MIFARE Ultralight EV1 [edit ]
MIFARE Ultralight EV1 [ 9 ] introduced in November 2012 the next generation of newspaper ticketing fresh card ICs for limited-use applications for ticketing schemes and extra security options. It comes with several enhancements above the original MIFARE Ultralight :
- 384 and 1024 bits user memory product variants
- OTP, lock bits, configurable counters for improved security
- Three independent 24-bit one-way counters to stop reloading
- Protected data access through 32-bit password
- NXP Semiconductors originality signature function, this is an integrated originality checker and is effective cloning protection that helps to prevent counterfeit of tickets. However, this protection is applicable only to “mass penetration of non NXP originated chips and does not prevent hardware copy or emulation of a single existing valid chip”
- Limited-use tickets in public transport
- Event ticketing (stadiums, exhibitions, leisure parks)
MIFARE Ultralight C [edit ]
Introduced at the Cartes industry barter show in 2008, the MIFARE Ultralight C IC is separate of NXP ‘s low-cost MIFARE product offer ( disposable ticket ). With Triple DES, MIFARE Ultralight C uses a widely adopted standard, enabling easy integration in existing infrastructures. The incorporate Triple DES authentication provides an effective countermeasure against cloning. [ citation needed ] Key applications for MIFARE Ultralight C are public transportation, event ticket, loyalty and NFC Forum tag type 2 .

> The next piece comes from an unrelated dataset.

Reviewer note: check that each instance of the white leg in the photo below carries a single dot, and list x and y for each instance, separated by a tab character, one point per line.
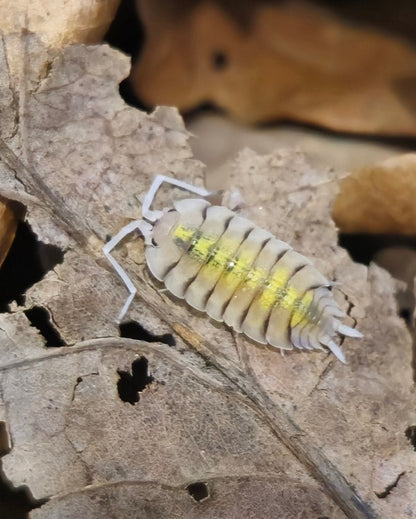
151	215
146	229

MIFARE DESFire kin [edit ]
The MIFARE DESFire ( MF3ICD40 ) was introduced in 2002 and is based on a core exchangeable to SmartMX, with more hardware and software security features than MIFARE Classic. It comes pre-programmed with the general-purpose MIFARE DESFire operating system which offers a simple directory social organization and files. They are sold in four variants : One with Triple-DES only and 4 kilobyte of storehouse, and three with AES ( 2, 4, or 8 kilobyte ; see MIFARE DESFire EV1 ). The AES variants have extra security features ; e.g., CMAC. MIFARE DESFire uses a protocol compliant with ISO/IEC 14443-4. [ 11 ] The contactless IC is based on an 8051 processor with 3DES/AES cryptanalytic accelerator, making very fast transactions possible. The maximal read/write distance between card and proofreader is 10 centimetres ( 3.9 in ), but the actual distance depends on the discipline power generated by the reader and its antenna size. In 2010, NXP announced the discontinuance of the MIFARE DESFire ( MF3ICD40 ) after it had introduced its successor MIFARE DESFire EV1 ( MF3ICD41 ) in late 2008. In October 2011 researchers of Ruhr University Bochum [ 12 ] announced that they had broken the security of MIFARE DESFire ( MF3ICD40 ), which was acknowledged by NXP [ 13 ] ( see MIFARE DESFire attacks ) .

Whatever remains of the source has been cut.